Rafael era um cara comum. Tinha 32 anos, trabalhava como gerente num banco normal. Acordava todos os dias cedo, comia pão com manteiga e tomava café. Andava de metrô, morava num apartamento comum, no centro da cidade. Guardava um pouco do dinheiro, todo mês, pra fazer uma viagem cujo destino ainda não havia sido escolhido. Via sua namorada, nem feia nem bonita, todos os dias, depois das sete. Não gostava de novelas, assistia alguns filmes que passavam de madrugada ou locava um lançamento de vez em quando. Sempre marcava de jogar futebol no domingo com os caras do trabalho, mas ele dormia até meio dia quando podia. Não sabia dançar, nem perdia seu tempo pensando nisso. Na verdade, nem no tempo ele pensava.
Quando a mãe perguntava se estava tudo bem, ele dizia que sim, tá tudo bem, na medida do possível. Ele não costumava se perguntar nada disso, nem fazer discursos sobre a parte sentimental da vida. Ele não era frio nem era meloso.
Certo dia, como todos os outros dias, Rafael acordou cedo e foi lavar a cara. Tentou lembrar se sonhou a noite, mas ele nunca lembrava mesmo. A namorada acordou logo depois e foi tomar um banho. Antes de sair do banheiro ele ouviu: "coloca um pouco mais de açúcar no café, por favor, meu bem".
Fez o café, com mais açúcar, mas não reparou na diferença do café de sempre. Colocou os pães na mesa, a manteiga, o queijo. Procurou coisas diferentes, já que tinha visita. Descascou um abacaxi e esperou a mulher. Ela estava demorando, então ele foi se vestir pra não se atrasar.

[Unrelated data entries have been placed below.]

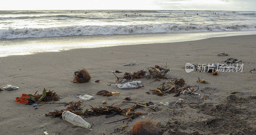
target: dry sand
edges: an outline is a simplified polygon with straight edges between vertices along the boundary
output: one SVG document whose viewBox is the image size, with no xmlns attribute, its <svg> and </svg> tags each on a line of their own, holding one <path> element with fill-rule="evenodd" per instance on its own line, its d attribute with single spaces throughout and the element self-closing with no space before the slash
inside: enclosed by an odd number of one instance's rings
<svg viewBox="0 0 256 135">
<path fill-rule="evenodd" d="M 1 134 L 43 134 L 38 126 L 43 125 L 50 133 L 60 134 L 124 134 L 137 122 L 142 120 L 154 121 L 164 134 L 188 134 L 198 131 L 203 134 L 255 134 L 256 133 L 256 75 L 245 72 L 256 68 L 256 35 L 216 37 L 202 40 L 164 44 L 138 44 L 95 48 L 74 49 L 57 52 L 38 53 L 27 55 L 12 56 L 0 58 L 1 87 L 7 84 L 20 87 L 12 91 L 0 91 L 2 105 L 0 110 Z M 217 55 L 224 52 L 227 56 Z M 187 54 L 190 54 L 189 55 Z M 146 56 L 147 55 L 147 56 Z M 222 61 L 229 57 L 242 60 L 244 71 L 240 72 L 220 73 L 218 75 L 207 73 L 186 73 L 181 68 L 187 62 L 212 63 Z M 135 65 L 122 64 L 133 61 Z M 157 88 L 164 80 L 150 84 L 152 79 L 140 80 L 145 87 L 138 89 L 119 89 L 115 84 L 116 77 L 108 71 L 117 70 L 122 76 L 125 72 L 138 71 L 155 65 L 170 66 L 167 76 L 183 78 L 186 85 L 199 85 L 198 92 L 203 97 L 174 94 L 162 97 L 148 95 L 146 92 Z M 249 64 L 249 62 L 253 63 Z M 85 68 L 92 76 L 88 82 L 76 83 L 71 82 L 74 71 Z M 196 82 L 197 77 L 205 79 L 210 84 Z M 100 80 L 99 83 L 95 81 Z M 22 82 L 24 82 L 22 83 Z M 111 86 L 107 84 L 111 84 Z M 161 105 L 157 112 L 146 108 L 136 111 L 148 113 L 143 119 L 140 116 L 131 122 L 127 120 L 105 124 L 125 118 L 117 115 L 105 118 L 105 115 L 84 119 L 92 125 L 93 131 L 82 127 L 73 127 L 72 124 L 57 118 L 50 118 L 43 115 L 66 107 L 60 104 L 45 104 L 34 109 L 32 106 L 17 104 L 11 101 L 22 93 L 34 93 L 44 88 L 60 95 L 56 102 L 78 100 L 77 94 L 91 95 L 102 90 L 118 91 L 122 94 L 108 98 L 95 95 L 95 99 L 84 102 L 85 110 L 90 107 L 105 105 L 121 108 L 133 105 L 122 103 L 131 96 L 132 101 L 140 103 L 152 101 L 154 104 L 169 102 L 169 106 Z M 229 92 L 239 91 L 242 94 L 231 95 Z M 179 98 L 184 99 L 181 105 L 173 105 Z M 173 110 L 175 109 L 175 110 Z M 166 110 L 172 110 L 170 112 Z M 128 126 L 121 131 L 117 128 Z"/>
</svg>

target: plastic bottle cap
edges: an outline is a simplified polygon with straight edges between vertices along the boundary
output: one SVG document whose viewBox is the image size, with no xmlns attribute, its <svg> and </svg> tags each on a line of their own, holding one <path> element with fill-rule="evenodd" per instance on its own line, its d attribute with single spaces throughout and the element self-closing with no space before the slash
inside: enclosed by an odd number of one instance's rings
<svg viewBox="0 0 256 135">
<path fill-rule="evenodd" d="M 85 125 L 84 125 L 84 127 L 85 127 L 85 128 L 86 128 L 89 129 L 91 128 L 91 124 L 87 123 L 85 124 Z"/>
</svg>

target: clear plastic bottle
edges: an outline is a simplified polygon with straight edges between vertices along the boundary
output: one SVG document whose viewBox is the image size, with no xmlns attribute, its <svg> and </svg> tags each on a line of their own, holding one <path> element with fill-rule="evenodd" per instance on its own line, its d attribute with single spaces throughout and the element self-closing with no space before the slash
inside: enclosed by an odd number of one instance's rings
<svg viewBox="0 0 256 135">
<path fill-rule="evenodd" d="M 91 124 L 89 123 L 84 120 L 80 116 L 68 111 L 64 111 L 62 113 L 61 116 L 63 119 L 75 126 L 84 127 L 88 129 L 91 128 Z"/>
</svg>

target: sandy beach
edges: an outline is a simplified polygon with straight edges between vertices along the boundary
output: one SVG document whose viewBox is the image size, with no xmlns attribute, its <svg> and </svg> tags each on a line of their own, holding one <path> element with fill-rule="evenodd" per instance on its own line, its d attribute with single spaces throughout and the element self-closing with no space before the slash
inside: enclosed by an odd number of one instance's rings
<svg viewBox="0 0 256 135">
<path fill-rule="evenodd" d="M 187 135 L 196 131 L 202 134 L 255 134 L 256 76 L 246 71 L 256 68 L 256 48 L 253 47 L 256 47 L 255 39 L 256 35 L 227 36 L 180 42 L 75 49 L 0 57 L 0 86 L 11 84 L 20 87 L 13 91 L 0 91 L 2 105 L 0 110 L 0 134 L 43 135 L 38 127 L 42 125 L 50 134 L 130 134 L 130 131 L 135 123 L 147 120 L 155 122 L 164 135 Z M 217 56 L 223 52 L 228 56 Z M 220 63 L 230 57 L 242 61 L 239 63 L 244 64 L 243 72 L 220 72 L 218 75 L 213 75 L 206 72 L 187 73 L 181 69 L 187 62 Z M 122 65 L 134 61 L 136 62 L 135 65 Z M 154 79 L 144 78 L 139 80 L 144 87 L 119 89 L 115 84 L 121 83 L 116 82 L 116 77 L 109 72 L 116 70 L 122 72 L 116 74 L 121 77 L 126 72 L 146 70 L 156 65 L 165 66 L 166 62 L 171 72 L 166 75 L 183 78 L 186 85 L 199 86 L 197 92 L 202 98 L 189 94 L 173 97 L 174 94 L 168 94 L 160 97 L 146 93 L 166 81 L 163 79 L 149 83 Z M 90 73 L 91 80 L 83 83 L 73 83 L 74 72 L 82 68 Z M 196 82 L 198 77 L 210 83 Z M 99 80 L 99 82 L 95 82 Z M 109 84 L 111 85 L 108 85 Z M 90 131 L 73 127 L 73 125 L 62 119 L 51 118 L 43 115 L 55 110 L 66 108 L 63 105 L 45 104 L 35 109 L 31 105 L 11 102 L 22 93 L 34 94 L 37 91 L 41 93 L 44 88 L 54 90 L 60 96 L 61 99 L 56 103 L 77 101 L 79 99 L 76 95 L 92 95 L 92 93 L 102 90 L 121 93 L 108 97 L 93 95 L 95 99 L 82 103 L 82 106 L 85 106 L 83 108 L 84 110 L 91 108 L 89 105 L 97 107 L 99 105 L 112 104 L 121 108 L 129 108 L 133 105 L 121 102 L 130 96 L 133 102 L 151 101 L 155 104 L 168 102 L 170 105 L 161 105 L 156 112 L 146 108 L 138 108 L 136 111 L 148 114 L 131 121 L 110 124 L 105 124 L 125 117 L 120 115 L 108 118 L 104 115 L 83 116 L 92 125 L 93 131 Z M 243 94 L 229 93 L 235 91 Z M 179 106 L 173 105 L 180 98 L 184 99 L 184 103 Z M 101 104 L 103 100 L 107 101 L 106 104 Z M 145 118 L 142 118 L 143 116 Z M 127 127 L 122 130 L 116 130 L 124 126 Z"/>
</svg>

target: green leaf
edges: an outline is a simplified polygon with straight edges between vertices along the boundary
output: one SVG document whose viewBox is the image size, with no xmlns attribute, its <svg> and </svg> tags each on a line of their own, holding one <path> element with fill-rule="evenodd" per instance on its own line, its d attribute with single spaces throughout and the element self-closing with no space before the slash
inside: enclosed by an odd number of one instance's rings
<svg viewBox="0 0 256 135">
<path fill-rule="evenodd" d="M 46 96 L 46 91 L 45 89 L 44 88 L 44 91 L 43 91 L 43 96 L 38 99 L 38 100 L 43 101 L 43 100 L 44 100 L 44 97 L 45 97 L 45 96 Z"/>
<path fill-rule="evenodd" d="M 27 96 L 29 97 L 29 98 L 30 98 L 30 99 L 34 101 L 36 101 L 36 100 L 35 99 L 35 97 L 33 95 L 32 95 L 32 94 L 28 94 Z"/>
</svg>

Sentaram na mesa. Ela experimentou o café, com um sorriso sutil. Ele tomou mais café e cortou dois pães. Ofereceu pra sua namorada o prato com abacaxi. Ela recusou dizendo que abacaxi lhe deixava com muitas aftas, lembra? Ele disse que não e comeu algumas rodelas de abacaxi pra evitar o desperdício. Ela pegou um pão cortado e comeu, com manteiga.
Deu um beijo na mulher ia saindo. Pediu pra ela comprar alguma coisa pra comer no almoço, já que almoçariam juntos. Algo que ela gostasse bastante. Ela disse que sim, sorrindo, feliz com a preocupação dele. Barrou Rafael na porta, dando um beijo quente de café. Desejou bom dia e sorriu. Ele deu um sorrisinho e saiu pro trabalho.
Ela terminou de comer, arrumou a mesa, lavou a louça, arrumou e passou um pano na casa e colocou algumas roupas na máquina de lavar. Foi ao banheiro, organizou-se e saiu pra comprar o almoço. Saiu pensando em algo que ele também gostasse e que fosse um pouco além do almoço normal. Ela não lembrava de nada especial. Comprou, feliz, os ingedientes do que ela sabia fazer de melhor. O mercado ficava na quadra ao lado. Foi atravessar a rua e tropeçou, deixando umas coisas caírem. Levantou e foi recolher as compras. Ouviu uma buzina, o carro bateu bem de frente com ela, que morreu na hora. O socorro chegou e ela não foi identificada. Os documentos ficaram no apartamento, já que era ao lado.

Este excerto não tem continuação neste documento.